The Court issued Contempt notices to the Chief Secretary, Government of NCT of Delhi and Commissioner MCD. {Scale, Vol. 7 (2000), p. 618}

7 December 2000: The Court directed that under the supervision of the Nodal Agency, the Government of NCT of Delhi, MCD and DDA will close all the polluting units functioning in non-conforming/residential areas or zones within a period of four weeks. The Chief Secretary, Government of NCT of Delhi, the Commissioner, MCD Vice Chairman, DDA, as well as the Commissioner of Police, Delhi were directed to render all assistance to and comply with the directions issued by the Nodal Agency in compliance of Courts order regarding closure and/or re-location. {Scale, Vol. 8 (2000), p. 386}

17 December 2000: In accordance with the direction issued by the Nodal Agency, the Ministry of Urban Development to Delhi Government, the NCT Government in first phase takes action for the closure of 27 industries falling in F category in the Master Plan from non-conforming areas in Delhi from December 18, 2000.

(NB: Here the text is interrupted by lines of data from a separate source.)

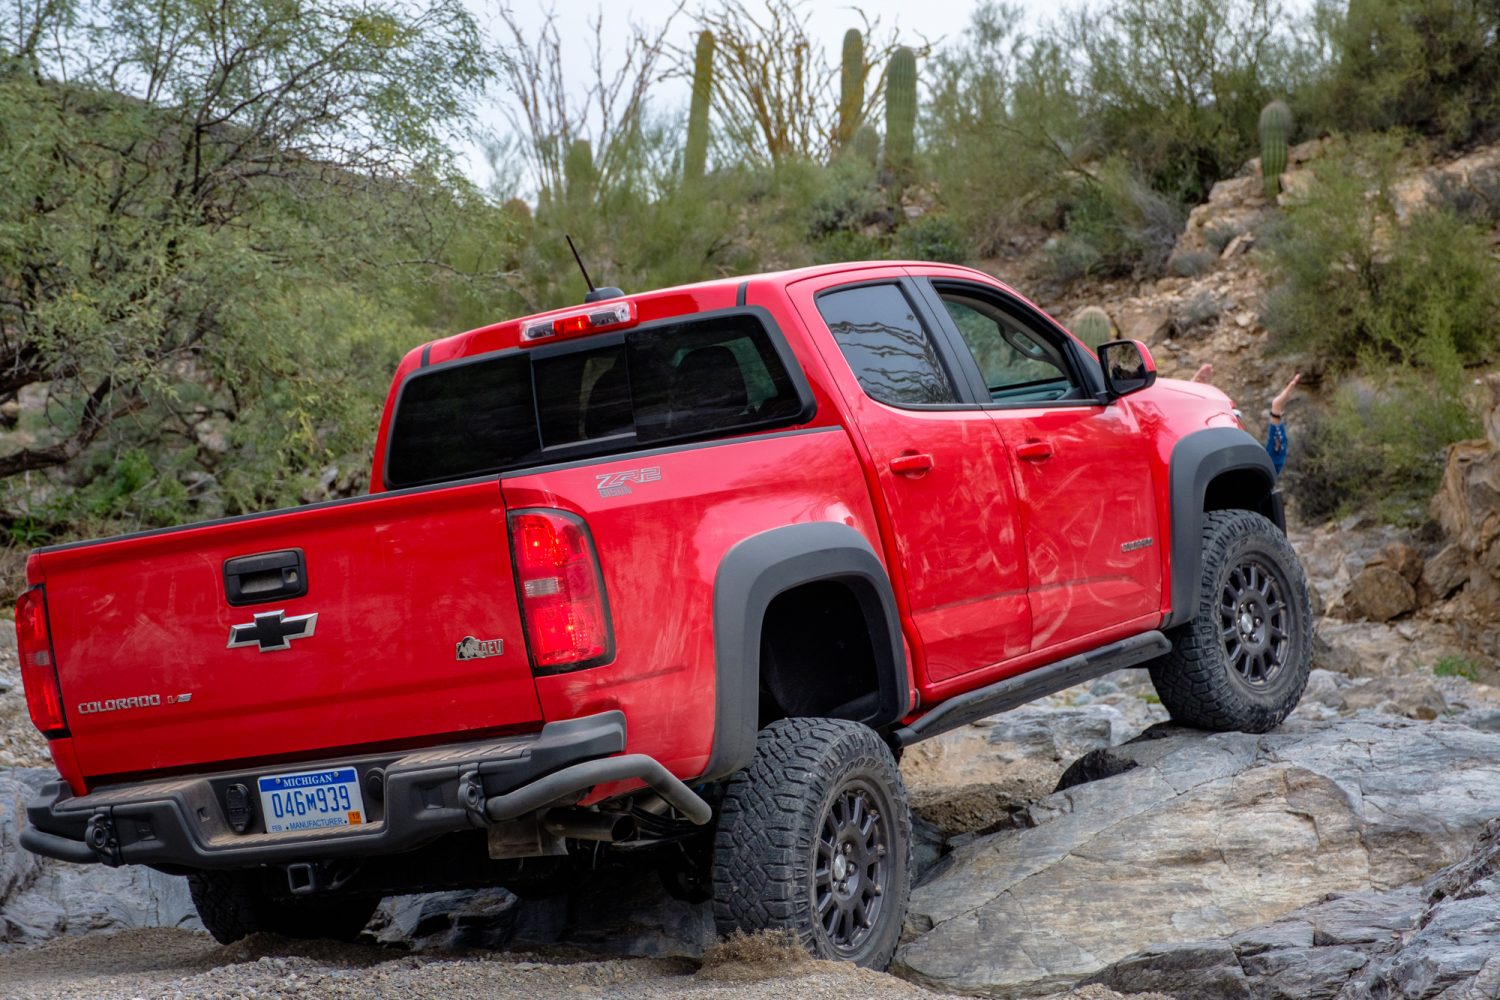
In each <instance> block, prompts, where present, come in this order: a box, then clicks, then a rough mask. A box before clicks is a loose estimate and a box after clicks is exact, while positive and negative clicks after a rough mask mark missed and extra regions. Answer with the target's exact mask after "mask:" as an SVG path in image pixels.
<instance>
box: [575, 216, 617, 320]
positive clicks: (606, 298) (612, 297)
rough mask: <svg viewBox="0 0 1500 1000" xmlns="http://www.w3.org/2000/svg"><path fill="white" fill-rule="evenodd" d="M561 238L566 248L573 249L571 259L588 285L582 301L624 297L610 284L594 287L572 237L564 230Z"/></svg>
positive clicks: (589, 300)
mask: <svg viewBox="0 0 1500 1000" xmlns="http://www.w3.org/2000/svg"><path fill="white" fill-rule="evenodd" d="M562 238H564V240H567V249H570V250H573V259H574V261H577V270H580V271H583V283H585V285H588V294H586V295H583V301H586V303H595V301H606V300H609V298H621V297H624V292H622V291H619V289H618V288H613V286H612V285H604V286H603V288H594V279H592V277H589V276H588V268H586V267H583V258H582V256H579V255H577V247H576V246H573V237H570V235H567V234H565V232H564V234H562Z"/></svg>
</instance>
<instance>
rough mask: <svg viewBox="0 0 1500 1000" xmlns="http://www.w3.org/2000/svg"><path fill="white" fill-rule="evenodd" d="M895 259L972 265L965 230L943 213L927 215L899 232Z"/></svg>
mask: <svg viewBox="0 0 1500 1000" xmlns="http://www.w3.org/2000/svg"><path fill="white" fill-rule="evenodd" d="M894 249H895V256H898V258H903V259H907V261H945V262H948V264H968V262H969V256H971V255H969V243H968V238H966V237H965V232H963V229H962V228H960V226H959V223H957V222H956V220H954V219H953V216H948V214H944V213H932V214H926V216H922V217H921V219H915V220H913V222H907V223H906V225H904V226H901V228H900V229H897V231H895V247H894Z"/></svg>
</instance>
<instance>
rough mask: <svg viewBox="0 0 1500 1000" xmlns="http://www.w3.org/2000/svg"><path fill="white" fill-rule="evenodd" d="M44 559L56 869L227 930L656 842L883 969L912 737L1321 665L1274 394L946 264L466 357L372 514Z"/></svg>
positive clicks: (744, 897)
mask: <svg viewBox="0 0 1500 1000" xmlns="http://www.w3.org/2000/svg"><path fill="white" fill-rule="evenodd" d="M27 579H28V582H30V589H28V591H27V592H26V594H24V595H23V597H21V601H20V604H18V607H17V630H18V636H20V651H21V669H23V675H24V681H26V693H27V700H28V706H30V712H31V718H33V721H34V723H36V726H37V727H39V729H40V732H42V733H45V735H46V738H48V739H49V742H51V751H52V757H54V760H55V762H57V769H58V772H60V780H58V781H57V783H54V784H51V786H48V789H46V790H45V792H43V793H42V796H40V798H37V799H36V801H34V802H31V804H30V807H28V810H27V814H28V826H27V828H26V831H24V834H23V843H24V844H26V846H27V847H28V849H30V850H33V852H37V853H42V855H49V856H52V858H62V859H65V861H74V862H102V864H107V865H121V864H139V865H151V867H153V868H157V870H160V871H165V873H177V874H183V876H187V877H189V879H190V886H192V894H193V898H195V901H196V904H198V909H199V913H201V915H202V919H204V924H205V925H207V927H208V930H210V931H211V933H213V934H214V937H217V939H219V940H220V942H229V940H234V939H237V937H242V936H245V934H248V933H252V931H258V930H264V931H278V933H284V934H294V936H330V937H348V936H354V934H357V933H359V931H360V930H362V928H363V925H365V922H366V921H368V918H369V916H371V913H372V909H374V907H375V904H377V903H378V900H380V898H381V897H386V895H392V894H402V892H420V891H429V889H437V888H452V886H475V885H502V886H507V888H511V889H513V891H516V892H519V894H540V892H547V891H555V889H558V888H559V886H565V885H568V883H570V880H571V879H574V877H576V876H577V873H579V870H580V868H586V867H588V865H592V864H597V862H598V859H601V858H615V859H619V858H624V859H636V861H637V864H649V865H655V867H658V868H660V871H661V873H663V880H664V882H666V883H667V886H669V888H670V889H672V891H675V892H678V894H681V895H684V897H687V898H696V900H708V898H711V900H712V909H714V916H715V921H717V924H718V927H720V930H723V931H729V930H732V928H747V930H756V928H790V930H792V931H793V933H796V934H798V936H799V937H801V939H802V940H804V942H805V943H807V945H808V948H810V949H813V951H814V952H816V954H819V955H825V957H832V958H843V960H850V961H856V963H859V964H864V966H871V967H882V966H885V964H886V961H888V960H889V957H891V952H892V949H894V946H895V942H897V937H898V934H900V928H901V918H903V910H904V906H906V900H907V892H909V883H910V853H909V841H910V819H909V811H907V807H906V801H904V792H903V787H901V780H900V775H898V771H897V757H898V756H900V753H901V748H903V747H906V745H909V744H912V742H915V741H919V739H924V738H927V736H932V735H936V733H942V732H945V730H951V729H954V727H957V726H963V724H966V723H969V721H974V720H978V718H983V717H986V715H992V714H995V712H999V711H1004V709H1007V708H1013V706H1016V705H1020V703H1023V702H1028V700H1032V699H1037V697H1041V696H1046V694H1050V693H1053V691H1058V690H1061V688H1064V687H1068V685H1073V684H1077V682H1080V681H1085V679H1089V678H1092V676H1097V675H1100V673H1104V672H1109V670H1115V669H1121V667H1136V666H1148V667H1149V669H1151V676H1152V679H1154V682H1155V685H1157V690H1158V691H1160V694H1161V700H1163V703H1164V705H1166V706H1167V709H1170V712H1172V715H1173V718H1176V720H1179V721H1182V723H1187V724H1193V726H1200V727H1206V729H1241V730H1251V732H1262V730H1266V729H1271V727H1274V726H1277V724H1278V723H1280V721H1281V720H1283V718H1284V717H1286V715H1287V712H1289V711H1292V708H1293V706H1295V705H1296V702H1298V699H1299V697H1301V693H1302V688H1304V685H1305V681H1307V675H1308V661H1310V652H1311V618H1310V604H1308V594H1307V583H1305V580H1304V576H1302V570H1301V567H1299V564H1298V559H1296V555H1295V553H1293V552H1292V549H1290V546H1289V543H1287V540H1286V535H1284V531H1283V508H1281V498H1280V493H1278V490H1277V483H1275V472H1274V469H1272V465H1271V460H1269V459H1268V456H1266V451H1265V450H1263V448H1262V445H1260V444H1257V441H1256V439H1253V438H1251V436H1250V435H1248V433H1247V432H1245V430H1244V427H1242V426H1241V421H1239V417H1238V415H1236V412H1235V409H1233V406H1232V403H1230V402H1229V399H1226V397H1224V396H1223V394H1221V393H1220V391H1217V390H1214V388H1209V387H1203V385H1194V384H1188V382H1179V381H1169V379H1161V381H1158V379H1157V375H1155V367H1154V364H1152V361H1151V355H1149V354H1148V351H1146V348H1145V346H1143V345H1142V343H1139V342H1128V340H1118V342H1112V343H1107V345H1104V346H1101V348H1100V349H1098V355H1095V354H1094V352H1091V351H1089V349H1088V348H1085V346H1083V345H1082V343H1080V342H1077V340H1076V339H1074V337H1073V336H1071V334H1068V331H1067V330H1064V328H1062V327H1059V325H1058V324H1056V322H1053V321H1052V319H1050V318H1049V316H1047V315H1046V313H1043V312H1041V310H1040V309H1037V307H1035V306H1032V304H1031V303H1028V301H1026V300H1025V298H1022V297H1020V295H1017V294H1016V292H1014V291H1011V289H1010V288H1007V286H1005V285H1002V283H999V282H996V280H995V279H992V277H989V276H986V274H983V273H980V271H974V270H969V268H963V267H953V265H942V264H918V262H906V264H889V262H880V264H840V265H828V267H816V268H807V270H798V271H786V273H777V274H757V276H751V277H744V279H732V280H714V282H706V283H702V285H690V286H684V288H670V289H664V291H654V292H646V294H637V295H624V294H618V289H601V291H600V292H591V295H589V301H586V304H583V306H582V307H573V309H562V310H556V312H550V313H543V315H537V316H528V318H525V319H513V321H507V322H498V324H493V325H489V327H483V328H478V330H471V331H468V333H462V334H458V336H453V337H449V339H444V340H437V342H432V343H426V345H423V346H420V348H417V349H414V351H411V354H408V355H407V358H405V360H404V361H402V364H401V367H399V369H398V372H396V376H395V381H393V384H392V390H390V397H389V400H387V403H386V411H384V417H383V420H381V426H380V435H378V438H377V444H375V462H374V472H372V477H371V493H369V495H368V496H360V498H354V499H341V501H330V502H326V504H314V505H309V507H300V508H294V510H282V511H270V513H266V514H254V516H246V517H233V519H225V520H216V522H207V523H199V525H189V526H184V528H175V529H166V531H148V532H141V534H135V535H124V537H120V538H110V540H104V541H89V543H77V544H63V546H52V547H48V549H40V550H37V552H36V553H34V555H31V558H30V559H28V562H27Z"/></svg>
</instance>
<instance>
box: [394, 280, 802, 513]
mask: <svg viewBox="0 0 1500 1000" xmlns="http://www.w3.org/2000/svg"><path fill="white" fill-rule="evenodd" d="M811 415H813V402H811V393H810V390H808V387H807V382H805V379H804V376H802V373H801V370H799V369H798V367H796V363H795V360H793V358H792V354H790V349H789V348H787V346H786V343H784V340H783V339H781V336H780V333H778V331H777V330H775V327H774V324H772V322H771V319H769V315H766V313H765V312H763V310H760V309H754V307H745V309H733V310H726V312H720V313H699V315H693V316H684V318H679V319H669V321H658V322H652V324H648V325H643V327H639V328H636V330H627V331H624V333H607V334H597V336H592V337H582V339H577V340H568V342H562V343H556V345H546V346H540V348H513V349H507V351H502V352H498V354H487V355H478V357H472V358H462V360H456V361H449V363H443V364H437V366H432V367H428V369H419V370H416V372H413V373H411V375H408V376H407V381H405V382H404V384H402V387H401V394H399V396H398V400H396V409H395V415H393V418H392V429H390V439H389V444H387V453H386V477H384V480H386V484H387V487H393V489H402V487H410V486H425V484H432V483H444V481H456V480H463V478H474V477H480V475H490V474H496V472H505V471H513V469H522V468H532V466H538V465H547V463H552V462H567V460H573V459H585V457H592V456H604V454H613V453H619V451H630V450H636V448H645V447H657V445H666V444H672V442H685V441H693V439H703V438H714V436H726V435H732V433H741V432H747V430H757V429H772V427H784V426H789V424H796V423H805V421H807V420H810V418H811Z"/></svg>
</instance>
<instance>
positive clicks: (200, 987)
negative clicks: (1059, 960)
mask: <svg viewBox="0 0 1500 1000" xmlns="http://www.w3.org/2000/svg"><path fill="white" fill-rule="evenodd" d="M0 984H3V985H0V996H3V997H17V999H26V1000H33V999H34V1000H42V999H46V1000H52V999H62V997H68V999H69V1000H74V999H78V1000H81V999H84V997H89V999H90V1000H93V999H99V1000H114V999H118V1000H127V999H133V997H150V999H156V997H162V999H166V1000H172V999H175V997H184V999H186V997H359V999H360V1000H368V999H369V997H402V999H410V1000H419V999H422V997H434V999H437V997H443V999H444V1000H449V999H452V997H487V999H495V1000H510V999H511V997H514V999H516V1000H541V999H544V997H568V999H570V1000H576V999H577V997H600V999H601V1000H603V999H613V997H619V999H625V997H630V999H637V997H639V999H640V1000H676V999H679V997H682V999H687V997H745V999H747V1000H753V999H757V997H793V996H795V997H798V999H799V1000H823V999H829V1000H831V999H849V1000H852V999H855V997H870V999H873V1000H885V999H891V1000H897V999H900V1000H912V999H918V997H922V999H932V997H936V994H930V993H927V991H924V990H921V988H918V987H913V985H910V984H907V982H903V981H900V979H895V978H892V976H882V975H876V973H871V972H865V970H861V969H852V967H849V966H837V964H832V963H819V961H811V960H808V958H804V957H801V955H796V954H792V952H787V951H784V949H781V948H768V949H762V951H760V954H753V955H730V957H727V958H721V960H717V961H715V960H714V958H709V960H708V961H706V963H703V966H702V967H699V964H697V963H694V961H687V960H643V958H633V960H609V961H598V960H588V958H580V957H576V955H565V954H564V955H558V954H550V952H549V954H546V955H523V954H520V955H513V954H456V955H420V954H407V952H395V951H390V949H386V948H380V946H375V945H323V943H302V942H288V940H284V939H275V937H264V936H261V937H257V939H251V940H246V942H240V943H237V945H233V946H229V948H222V946H219V945H214V942H213V940H211V939H210V937H208V936H207V934H195V933H192V931H174V930H160V928H157V930H144V931H121V933H117V934H93V936H87V937H81V939H80V937H74V939H63V940H57V942H51V943H48V945H43V946H40V948H36V949H31V951H26V952H15V954H10V955H6V957H0Z"/></svg>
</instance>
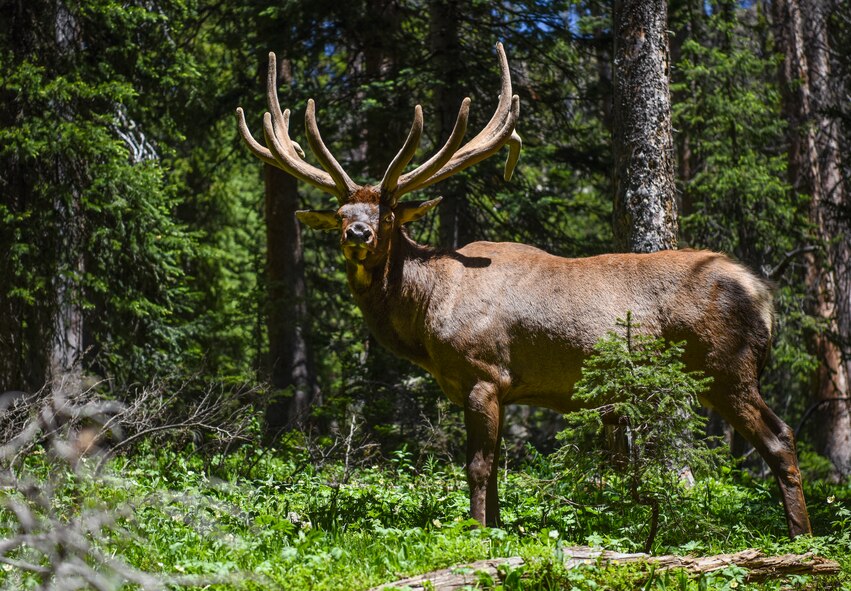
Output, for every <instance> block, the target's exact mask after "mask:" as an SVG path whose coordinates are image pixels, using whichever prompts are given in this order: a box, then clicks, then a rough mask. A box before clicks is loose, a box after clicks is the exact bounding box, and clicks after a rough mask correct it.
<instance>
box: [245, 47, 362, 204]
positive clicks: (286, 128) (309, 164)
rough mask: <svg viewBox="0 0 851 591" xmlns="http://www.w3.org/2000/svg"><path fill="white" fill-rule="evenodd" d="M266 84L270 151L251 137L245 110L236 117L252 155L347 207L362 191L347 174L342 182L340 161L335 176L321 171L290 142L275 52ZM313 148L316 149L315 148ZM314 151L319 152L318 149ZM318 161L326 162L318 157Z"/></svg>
mask: <svg viewBox="0 0 851 591" xmlns="http://www.w3.org/2000/svg"><path fill="white" fill-rule="evenodd" d="M266 82H267V86H266V101H267V103H268V105H269V111H268V112H267V113H265V114H264V115H263V135H264V136H265V139H266V146H267V147H264V146H262V145H261V144H260V143H259V142H257V141H256V140H255V139H254V137H253V136H252V135H251V132H250V131H249V130H248V125H247V124H246V122H245V114H244V113H243V111H242V109H241V108H238V109H237V110H236V115H237V121H238V125H239V132H240V135H241V136H242V138H243V140H245V143H246V144H247V145H248V147H249V149H250V150H251V152H252V153H253V154H254V155H255V156H257V157H258V158H259V159H260V160H262V161H263V162H265V163H267V164H270V165H272V166H275V167H277V168H280V169H282V170H283V171H285V172H287V173H288V174H291V175H292V176H294V177H296V178H298V179H300V180H303V181H305V182H307V183H309V184H311V185H313V186H314V187H316V188H318V189H320V190H322V191H325V192H326V193H331V194H332V195H334V196H335V197H337V199H338V201H339V202H340V203H345V202H346V200H347V199H348V196H349V195H350V194H351V193H353V192H354V191H356V190H357V189H358V188H359V187H358V186H357V185H355V184H354V183H353V182H352V181H351V179H349V177H348V176H346V175H345V173H343V174H342V177H340V178H337V177H336V176H334V175H335V174H336V173H337V171H338V170H342V169H340V165H339V164H338V163H337V161H336V160H333V157H331V158H332V160H333V163H334V164H335V165H336V167H335V168H334V169H333V170H334V174H331V173H330V172H326V171H324V170H321V169H319V168H317V167H315V166H313V165H312V164H310V163H308V162H306V161H305V160H304V159H303V156H304V151H303V150H302V149H301V146H299V145H298V144H297V143H296V142H294V141H293V140H292V139H290V135H289V122H290V111H289V109H286V110H284V111H281V105H280V103H279V102H278V83H277V63H276V58H275V54H274V53H273V52H270V53H269V70H268V76H267V81H266ZM310 102H312V101H310ZM308 107H310V104H308ZM320 144H321V140H320ZM311 147H313V146H312V145H311ZM313 149H314V151H315V150H316V148H313ZM322 149H323V150H325V152H327V149H326V148H325V146H324V144H322ZM322 156H324V154H323V155H322ZM317 159H319V160H320V162H324V160H323V158H322V157H320V155H318V154H317Z"/></svg>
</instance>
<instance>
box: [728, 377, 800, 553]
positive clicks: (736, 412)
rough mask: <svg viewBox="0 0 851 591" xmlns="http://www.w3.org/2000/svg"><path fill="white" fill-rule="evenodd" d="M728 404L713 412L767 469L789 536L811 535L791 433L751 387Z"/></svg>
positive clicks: (744, 389) (753, 385) (755, 388)
mask: <svg viewBox="0 0 851 591" xmlns="http://www.w3.org/2000/svg"><path fill="white" fill-rule="evenodd" d="M732 402H733V403H734V405H735V407H733V406H726V408H725V407H722V406H721V405H717V406H716V410H717V411H718V412H719V413H720V414H721V416H723V417H724V418H725V419H726V420H727V421H728V422H729V423H730V424H731V425H732V426H733V428H734V429H736V431H738V432H739V433H741V434H742V436H743V437H744V438H745V439H747V440H748V441H749V442H750V444H751V445H753V446H754V448H756V450H757V452H759V454H760V455H761V456H762V458H763V459H764V460H765V461H766V463H767V464H768V466H769V468H771V472H772V473H773V474H774V477H775V479H776V480H777V484H778V486H779V487H780V494H781V497H782V498H783V506H784V508H785V510H786V522H787V524H788V526H789V536H790V537H792V538H794V537H796V536H799V535H802V534H809V533H812V528H811V527H810V518H809V515H808V513H807V504H806V501H805V500H804V490H803V487H802V486H801V472H800V470H799V469H798V458H797V455H796V453H795V434H794V432H793V431H792V429H791V428H790V427H789V425H787V424H786V423H784V422H783V421H782V420H781V419H780V417H778V416H777V415H776V414H774V412H773V411H772V410H771V409H770V408H768V406H767V405H766V404H765V401H764V400H763V399H762V396H761V395H760V393H759V388H758V386H756V385H755V384H754V385H753V386H743V387H742V391H741V393H740V395H739V396H737V397H736V398H734V399H733V401H732Z"/></svg>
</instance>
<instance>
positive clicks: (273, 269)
mask: <svg viewBox="0 0 851 591" xmlns="http://www.w3.org/2000/svg"><path fill="white" fill-rule="evenodd" d="M264 171H265V181H266V183H265V184H266V200H265V205H266V261H267V266H266V273H267V275H266V277H267V286H268V290H269V291H268V305H269V309H268V314H267V318H268V325H267V330H268V334H269V361H270V370H271V379H272V385H273V386H274V387H275V389H276V390H278V391H279V392H281V391H284V390H289V391H290V392H291V396H288V397H282V398H279V399H276V400H274V401H273V402H272V404H271V405H270V406H269V408H268V409H267V412H266V434H267V435H268V436H270V437H275V436H276V435H278V434H279V433H280V432H281V430H283V429H286V428H292V427H296V426H301V425H303V424H304V423H305V421H306V420H307V419H308V417H309V414H310V409H311V407H312V405H313V403H314V401H315V398H316V396H317V394H318V388H317V386H316V383H315V381H314V372H313V363H312V359H311V354H310V348H309V345H308V339H307V334H308V331H309V329H308V316H307V302H306V299H305V298H306V293H307V290H306V288H305V281H304V253H303V250H302V245H301V227H300V226H299V224H298V221H297V220H296V217H295V212H296V209H298V206H299V203H298V184H297V181H296V179H295V178H293V177H291V176H290V175H288V174H287V173H285V172H283V171H282V170H278V169H277V168H274V167H272V166H269V165H268V164H267V165H265V166H264Z"/></svg>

7 January 2001: The Nodal Agency, directs that in the second phase, 42 industries in group F in the Master Plan should be closed from non-conforming areas in Delhi.

24 January 2001: The Court clarifies that irrespective of the fact whether an industry had put an Effluent Treatment Plant (ETP) or any other device but as long as such an industry was in non-conforming or residential area it had to be closed down. {Scale, Vol. 1 (2001), p. 420}

8 February 2001: Court constitutes a Review Committee to hear the complaints regarding sealing of industries in non-conforming/residential areas. The Review Committee was directed to decide within one week. Further, the Court directed that the sealing operation to be completed within a period of four weeks and progress made be reported to Court in six weeks. {Scale, Vol. 2 (2001) p. 309}.

39,000 industries were identified by DPCC for relocation. During the sealing operations carried out in the month of December 2000, 17600 industries were visited by the Sealing Committee. It sealed 3700 industries, 7900 units were found vacant and 6000 units were found located in approved industrial areas meant for light industries. 21,400 units were not visited by the Sealing Committee therefore, the Court granted further six weeks time to the Sealing Committee to carry out its remaining task. In the second phase, DPCC took action only against 33 types of industries of a list of 42 types fit for sealing in non-conforming areas.

1 March, 2001: De-sealing/opening of nearly 10,000 industries sealed/ found vacant in first phase were ordered, as they were prepared to give an undertaking that they would not carry out any industrial activity or illegal trade in their premises.

Mean while sealing operations under Phase II is in progress. It is hoped that the relocation/closure of polluting industries will go a long way in curbing the menace of environmental pollution in Delhi.